Only 8% of constituents responding to my recent survey* view note were categorically opposed to vaccine mandates, but that is enough to make me want to further explain my support for vaccine mandates in appropriate circumstances and generally my thought process on public health issues.

Defining “Vaccine Mandate”

I define a vaccine mandate broadly as any rule under which people face exclusions from roles or venues for choosing not to be vaccinated. A “vaccine mandate” is therefore different from “forced vaccination,” a term that I would reserve for a system in which people are held down and bodily forced to submit to injections.

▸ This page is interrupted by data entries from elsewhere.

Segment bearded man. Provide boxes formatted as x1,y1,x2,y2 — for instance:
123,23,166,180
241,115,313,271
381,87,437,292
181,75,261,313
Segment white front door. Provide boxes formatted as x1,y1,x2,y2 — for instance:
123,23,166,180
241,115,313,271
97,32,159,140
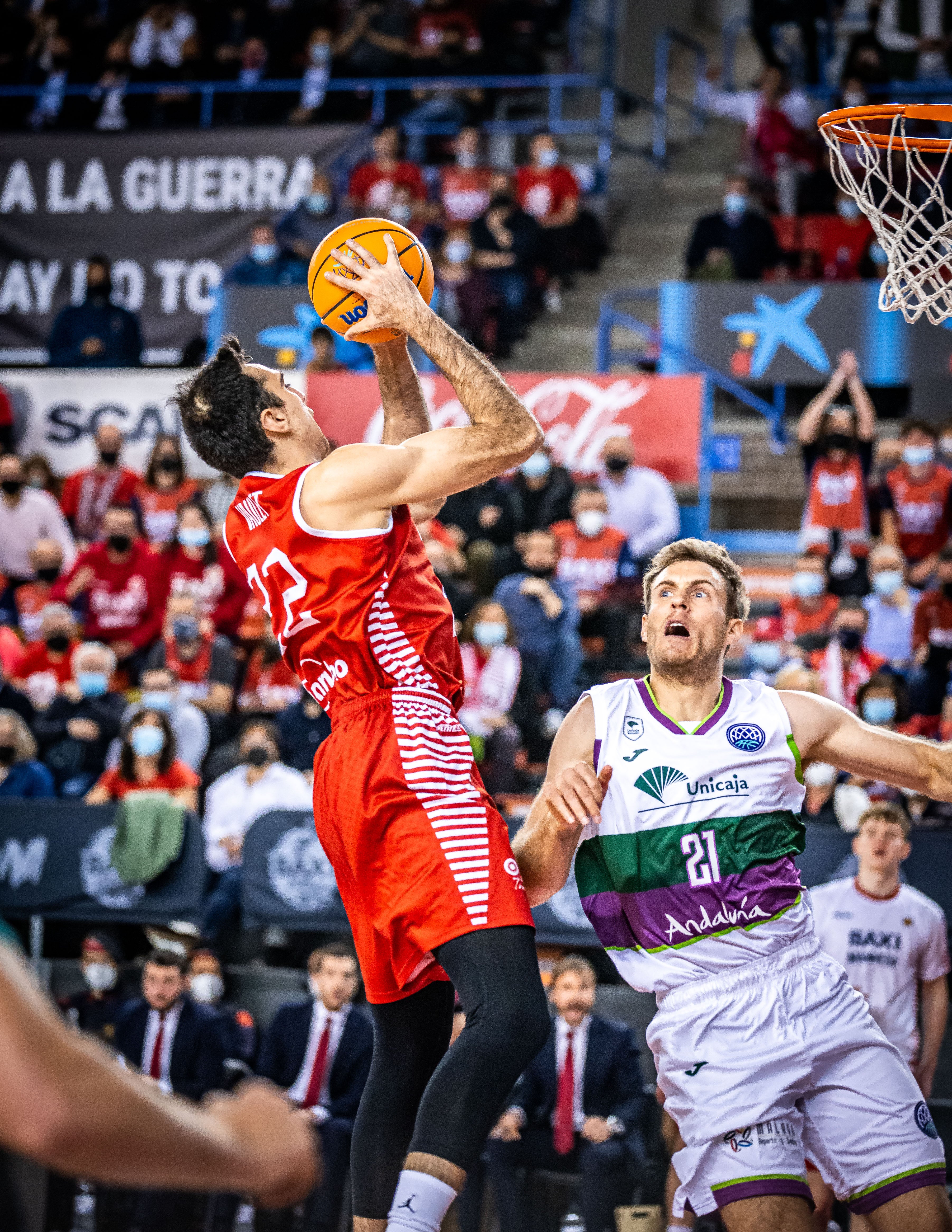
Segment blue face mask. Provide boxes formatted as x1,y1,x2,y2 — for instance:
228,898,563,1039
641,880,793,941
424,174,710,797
903,445,936,466
789,569,826,599
873,569,903,595
129,723,165,758
178,526,212,547
76,671,110,697
863,697,895,727
520,450,552,479
473,620,506,646
748,642,783,671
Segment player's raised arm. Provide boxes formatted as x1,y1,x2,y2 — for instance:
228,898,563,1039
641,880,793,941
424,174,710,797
512,697,612,907
777,690,952,800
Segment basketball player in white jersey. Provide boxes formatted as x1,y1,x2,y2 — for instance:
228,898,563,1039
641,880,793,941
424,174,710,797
513,540,952,1232
807,803,950,1232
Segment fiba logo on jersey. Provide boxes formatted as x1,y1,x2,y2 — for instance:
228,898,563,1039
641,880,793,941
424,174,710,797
727,723,767,753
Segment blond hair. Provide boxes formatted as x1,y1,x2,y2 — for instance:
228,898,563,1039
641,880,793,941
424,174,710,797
642,538,750,621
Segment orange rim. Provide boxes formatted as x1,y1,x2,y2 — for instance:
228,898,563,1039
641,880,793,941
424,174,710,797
817,102,952,154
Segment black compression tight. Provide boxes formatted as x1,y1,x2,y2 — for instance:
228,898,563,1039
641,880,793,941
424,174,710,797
351,925,549,1220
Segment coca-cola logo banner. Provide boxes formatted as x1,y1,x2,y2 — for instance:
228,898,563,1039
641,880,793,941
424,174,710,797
308,372,703,483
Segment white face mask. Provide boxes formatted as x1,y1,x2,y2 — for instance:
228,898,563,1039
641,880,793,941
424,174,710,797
83,962,119,993
575,509,607,538
188,971,225,1005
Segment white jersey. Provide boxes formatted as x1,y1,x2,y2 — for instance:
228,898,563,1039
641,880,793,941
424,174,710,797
810,877,950,1062
575,679,813,997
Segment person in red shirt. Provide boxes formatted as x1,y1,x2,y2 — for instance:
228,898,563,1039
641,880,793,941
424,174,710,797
85,710,202,812
135,432,198,544
876,419,952,586
516,133,579,312
347,127,426,214
440,128,493,223
161,500,251,639
59,424,139,549
13,603,80,710
13,538,63,643
52,505,165,678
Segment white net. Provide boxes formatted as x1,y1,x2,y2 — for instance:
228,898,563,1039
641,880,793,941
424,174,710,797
820,113,952,325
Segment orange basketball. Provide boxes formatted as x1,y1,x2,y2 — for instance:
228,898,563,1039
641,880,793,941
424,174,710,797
308,218,433,342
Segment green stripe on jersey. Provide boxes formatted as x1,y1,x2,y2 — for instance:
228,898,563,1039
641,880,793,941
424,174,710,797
575,808,807,898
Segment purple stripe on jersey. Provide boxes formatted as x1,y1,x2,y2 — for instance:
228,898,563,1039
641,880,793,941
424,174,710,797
712,1177,813,1207
847,1164,946,1215
634,680,685,736
695,676,734,736
581,855,800,950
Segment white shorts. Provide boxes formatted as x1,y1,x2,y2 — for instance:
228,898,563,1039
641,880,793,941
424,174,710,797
647,936,946,1216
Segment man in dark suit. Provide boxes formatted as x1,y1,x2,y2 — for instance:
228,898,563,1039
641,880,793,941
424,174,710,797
256,944,373,1232
489,955,643,1232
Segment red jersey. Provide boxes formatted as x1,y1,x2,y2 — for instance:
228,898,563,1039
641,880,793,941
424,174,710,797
516,166,579,218
223,463,463,716
879,462,952,563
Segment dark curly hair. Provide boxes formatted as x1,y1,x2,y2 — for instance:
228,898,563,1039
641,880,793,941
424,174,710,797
171,334,281,478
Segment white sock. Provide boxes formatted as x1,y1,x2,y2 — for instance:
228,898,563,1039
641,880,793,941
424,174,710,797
387,1168,456,1232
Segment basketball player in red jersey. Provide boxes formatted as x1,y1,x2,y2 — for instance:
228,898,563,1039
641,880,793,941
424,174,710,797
177,238,549,1232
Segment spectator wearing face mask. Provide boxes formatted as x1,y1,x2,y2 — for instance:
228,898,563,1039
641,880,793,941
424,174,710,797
0,710,57,800
13,538,67,646
863,543,922,671
161,501,251,639
35,642,126,796
60,424,139,549
550,483,628,668
598,436,681,561
873,419,952,586
780,552,840,642
347,127,426,222
0,453,76,596
685,175,783,282
52,505,165,679
797,351,876,594
202,720,312,941
493,530,581,711
47,255,142,368
224,218,308,287
509,446,575,535
117,668,208,770
135,434,198,546
85,707,202,812
13,603,80,710
810,595,885,711
185,949,257,1069
275,171,350,261
459,599,522,796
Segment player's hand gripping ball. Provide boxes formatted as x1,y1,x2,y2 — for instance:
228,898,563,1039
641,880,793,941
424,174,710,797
308,218,433,344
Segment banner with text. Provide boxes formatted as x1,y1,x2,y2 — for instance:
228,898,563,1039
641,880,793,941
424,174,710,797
0,124,356,363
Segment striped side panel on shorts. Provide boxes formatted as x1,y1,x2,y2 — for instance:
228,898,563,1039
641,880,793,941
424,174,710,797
388,695,489,924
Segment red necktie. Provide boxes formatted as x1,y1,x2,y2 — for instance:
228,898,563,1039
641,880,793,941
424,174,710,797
149,1009,165,1082
307,1019,330,1108
552,1031,575,1154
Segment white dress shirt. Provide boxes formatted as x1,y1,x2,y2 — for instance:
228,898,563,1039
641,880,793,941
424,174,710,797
202,761,312,872
139,998,182,1095
552,1014,591,1132
286,997,351,1125
598,466,681,561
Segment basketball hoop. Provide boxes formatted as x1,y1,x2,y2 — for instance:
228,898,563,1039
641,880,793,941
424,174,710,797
817,104,952,325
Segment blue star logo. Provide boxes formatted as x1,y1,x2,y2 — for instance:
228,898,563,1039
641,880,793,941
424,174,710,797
720,287,830,377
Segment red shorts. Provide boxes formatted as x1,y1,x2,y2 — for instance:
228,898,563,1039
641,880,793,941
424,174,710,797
314,689,533,1004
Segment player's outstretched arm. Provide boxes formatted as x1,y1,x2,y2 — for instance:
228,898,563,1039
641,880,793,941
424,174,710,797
512,697,612,907
777,690,952,801
0,942,318,1206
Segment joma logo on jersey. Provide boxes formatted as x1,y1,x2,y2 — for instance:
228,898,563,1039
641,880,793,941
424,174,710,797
235,492,267,531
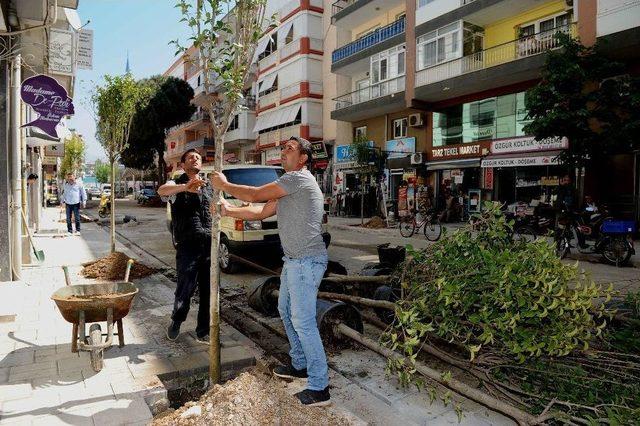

Nobody is advocating forced vaccination.

Vaccine mandates include a broad range of possible arrangements, varying widely as to the severity of the consequences for people who choose not to be vaccinated. I would put Mayor Wu’s recent announcement at the lightest end of that range: preventing unvaccinated people from entering restaurants, gyms, and theaters imposes only a very minor limitation. Everyone has other ways of eating, staying in shape, and entertaining themselves that do not risk exposing crowds of others. Vaccine mandates for attending school or keeping a job are more serious. At the furthest end of the severity spectrum would be vaccine mandates for leaving the home — nobody in the United States is proposing mandates at that level of severity.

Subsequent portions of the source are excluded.